Кажется, Анатолий Петрович ждал этого вопроса. И, наверное, даже удивился, почему я не задал его раньше.
— После того, как на него сослался сам Горбачев, — усмехнулся Краюхин, — вряд ли тебе кто-то будет вставлять палки в колеса. Тем более что «Любгородский правдоруб» ликвидирован.
Первый секретарь настолько выразительно посмотрел на меня, что я понял: он знает абсолютно все детали операции КГБ. В том числе, я уверен, знает о Никите и Бульбаше. И не говорит об этом, явно желая со мной обсудить это наедине. Максимум с Козловым.
— Я ведь не просто так спрашиваю, — продолжил я. — Так как у нас перестройка, дискуссионный клуб — это отличная площадка для того, чтобы вести дебаты в том числе и на эту тему.
— Евгений Семенович, помилуйте! — не выдержал Козлов. — Аудиогазета, кино, бюро консультаций… Еще и итоги Пленума на бумаге. Вы когда всем этим планируете заниматься? Какой там дискуссионный клуб!
Действительно, если подумать, дел невпроворот. Вот только я же не зря все эти месяцы развивал редакцию — и не только как организацию, но и как коллектив. Пусть и не без заблудших овец…
— А я же не один буду все это делать, — я улыбнулся, глядя на Козлова, и потом перевел взгляд на Зою и Клару Викентьевну.
Молодая журналистка, она же моя коллега-редактор, как всегда, покраснела. Но сейчас меня это почему-то немного смутило.
Зою с Громыхиной я отправил в редакцию на машине, а сам остался. Краюхин действительно хотел поговорить со мной и Козловым. Как я и предполагал.
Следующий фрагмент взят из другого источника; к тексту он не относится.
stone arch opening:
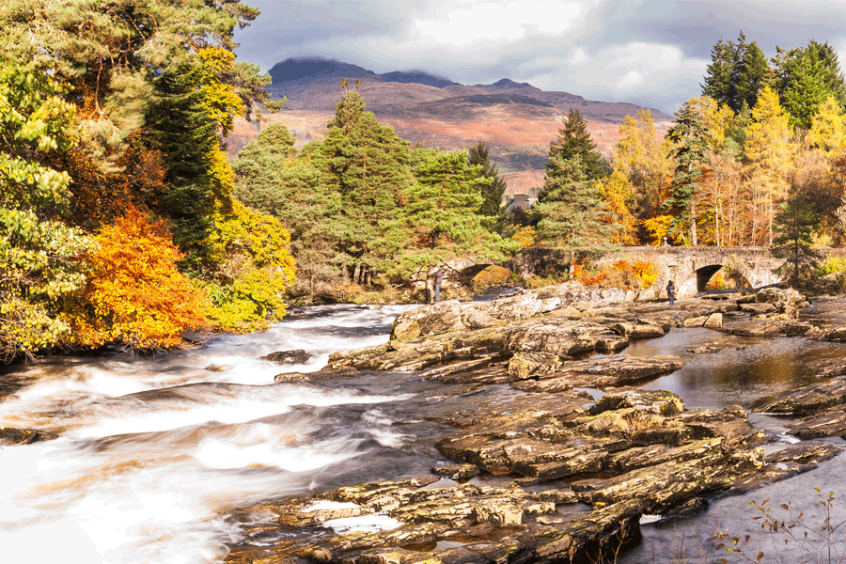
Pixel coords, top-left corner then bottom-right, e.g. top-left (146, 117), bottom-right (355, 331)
top-left (696, 264), bottom-right (753, 293)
— Ты ведь понимаешь, Женя, на какую тему мы будем говорить? — с ходу начал первый секретарь, едва мы остались втроем, а цоканье каблуков секретарши Альбины и мерный перестук крышки пустого кофейника стихли за толстой массивной дверью, обитой кожей.
— О судьбе «Правдоруба», я полагаю? — уточнил я, задержав на языке приятную кислинку. То, что я люблю.
— Разумеется, Поликарпов тебя уже ввел в курс дела, в этом я даже не сомневался, — рассмеялся Краюхин и тут же опять стал серьезным. — Один из твоего клуба… Сало, кажется? Точно, он. И двое, Женя, из редакции районной газеты. Осознаешь, к чему я клоню?
— Пока не очень, — честно признался я, хотя, конечно, не ждал, что меня осыплют цветами и комплиментами.
— Да это же скандал, Кашеваров! — Анатолий Петрович понизил голос и яростно зашептал. — Как из ситуации выходить будем?